Though if you’re flying from the UK and straight back home, make the trip five days long, as the near four-hour flight feels a bit too out of reach for a long weekend.
Here’s why we think you should add Madeira to your travel list.
The place to stay is Savoy Palace – while it’s nothing to do with the Savoy here though it’s genuinely filled with plenty to experience and try.
The rooms are second to none.
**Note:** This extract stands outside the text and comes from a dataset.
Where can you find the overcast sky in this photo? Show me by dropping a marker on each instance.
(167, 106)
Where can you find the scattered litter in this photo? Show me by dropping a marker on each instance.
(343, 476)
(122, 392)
The suite I stayed in – going for around £650 a night at this time of the year – had two showers and a bath, a huge comfy bed, a sea view with a large balcony, and a sitting area.
I’m never one for idling away time in a hotel room, being keen to explore, but I must admit I very reluctantly left this peaceful, dreamy space.
Being in one of the most luxurious of suites offered means access to a private infinity pool.
I made use of it in the early mornings when no one else was there, calmly swimming up and down while looking out onto the sea and the surrounding mountains.
These quiet half hour sessions couldn’t have been more perfect – and I even snuck over there one morning before the sun rose, basking in the moonlight.
The spa facilities were great too, with all the things you’d expect – a sauna, steam room, pool, and jacuzzi.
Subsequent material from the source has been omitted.